Epsom salts, water and goat’s cheese (lactose-free), are central themes. The programme is as notorious as it is successful (Vogue staffers and oligarchs are among the clinic’s regulars), and it’s generally booked up all year.
But its reputation as a venue for the rich and famous has created a mystique. Especially as what really goes on behind closed doors is notoriously private. Spectator writer, Constance Watson gave us a glimpse into her experience at the Mayr. “Of course, there is some food, but I can’t pretend there’s enough to distract from the agonising pangs of hunger. What little there is is phenomenally delicious. Breakfast is yoghurt and a spelt cookie, lunch is a three-courser: celery soup with truffle foam, followed by truffled gnocchi on tomato ragout with spinach, oven tomato, courgette and potato-alkaline sauce. I couldn’t quite work out if it was delicious because I was starving, or delicious because it was delicious.”

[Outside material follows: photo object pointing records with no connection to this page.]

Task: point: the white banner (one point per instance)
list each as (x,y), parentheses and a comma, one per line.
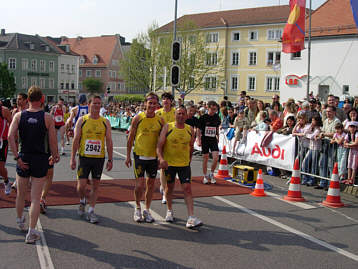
(280,153)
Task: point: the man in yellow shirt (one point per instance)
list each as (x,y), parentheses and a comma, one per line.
(167,112)
(144,133)
(175,148)
(92,135)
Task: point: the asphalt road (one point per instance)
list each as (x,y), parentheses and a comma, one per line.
(240,231)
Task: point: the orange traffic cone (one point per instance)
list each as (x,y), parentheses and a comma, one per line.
(294,191)
(259,187)
(333,198)
(223,172)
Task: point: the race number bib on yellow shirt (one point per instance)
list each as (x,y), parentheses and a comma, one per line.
(210,131)
(93,147)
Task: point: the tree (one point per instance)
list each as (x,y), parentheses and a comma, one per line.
(7,82)
(93,85)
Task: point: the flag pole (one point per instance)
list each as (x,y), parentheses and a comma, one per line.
(309,50)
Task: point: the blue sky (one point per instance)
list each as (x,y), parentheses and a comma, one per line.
(96,17)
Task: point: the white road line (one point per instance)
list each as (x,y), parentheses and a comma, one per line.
(289,229)
(159,220)
(42,250)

But The Guardian’s Harriet Green says the sheen of glamour wears off very quickly. “I’ve read enough about the place to know what will happen: forgive me, but explosive diarrhoea is a guaranteed feature for the first few days. This is why there are loos everywhere, and why normally polite people break off conversations abruptly and start to run. Days start early – which is not really my thing. On top of that I have to get various timings right: rise at 6am, drink Epsom salts with an alkaline powder, wait at least half an hour till breakfast, hoping that you have enough time for it before the Epsom salts get you rushing to the loo, and try to complete the gruesome morning evacuation before the first treatment starts, often at 7.30am.”

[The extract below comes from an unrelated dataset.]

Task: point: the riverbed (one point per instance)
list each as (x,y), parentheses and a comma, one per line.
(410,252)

Some of the treatments being offered include colonic irrigation, bloodletting, haematogenous oxidation therapy, nasal reflex therapy, intravenous infusions for various ailments.
Harriet says things liven up a little with the arrival of a well-known fashion designer. “He seems visibly upset about the tiny portions. He and his partner are soon joined by a chatty Kuwaiti in her early thirties who says she has been at the clinic for five weeks. The three have extensive and enthusiastic conversations about weight loss and body image and the merits of liposuction which gives me something to think about while I chew.”
Nel-Olivia Wag is a regular guest at the VivaMayr – she says learning about the Viva Mayr philosophy was life-changing: “There is no other place in the world, that has shaped and changed my view on healthy lifestyle more than VivaMayr did. For over 4 years I have been a regular guest of the holistic health clinic. The typical reasons why guests visit Viva Mayr are for weight loss, to de-stress, to recover pre- and post- surgeries, eating and hormonal disorders or simply to reach a better wellbeing and a healthier you. Although phones are strongly frowned upon, you will be surprised, how quickly you meet new inspiring contacts throughout your stay and start talking to strangers at times, you’d otherwise be staring at your phone.
“Don’t be surprised, when you suddenly end up sitting next to Kate Moss or Christian Louboutin, while doing a Nasal-Aroma Therapy or a detoxing foot bath.”
Of course, you can adopt the same philosophy at home without the outrageous prices by simply eating with consciousness, chewing your bite at least 30 times, drinking 2litresers of water every day and not eating raw food after 4 pm. But although some swear by the Mayr Cure, many in the medical industry dismiss these types of intense detoxifications as unnecessary. They argue that our body is perfectly designed to eliminate toxins in a more natural and less invasive way.
I have a feeling that, like everything, the reality is a little in the middle – it is a mix of overtired clients craving healthy food and sleep, curious social climbers looking for A-lister shoulders to rub up against, those truly dedicated to self-love (or self-torture depending on how you look at it) and the genuine wellness obsessed.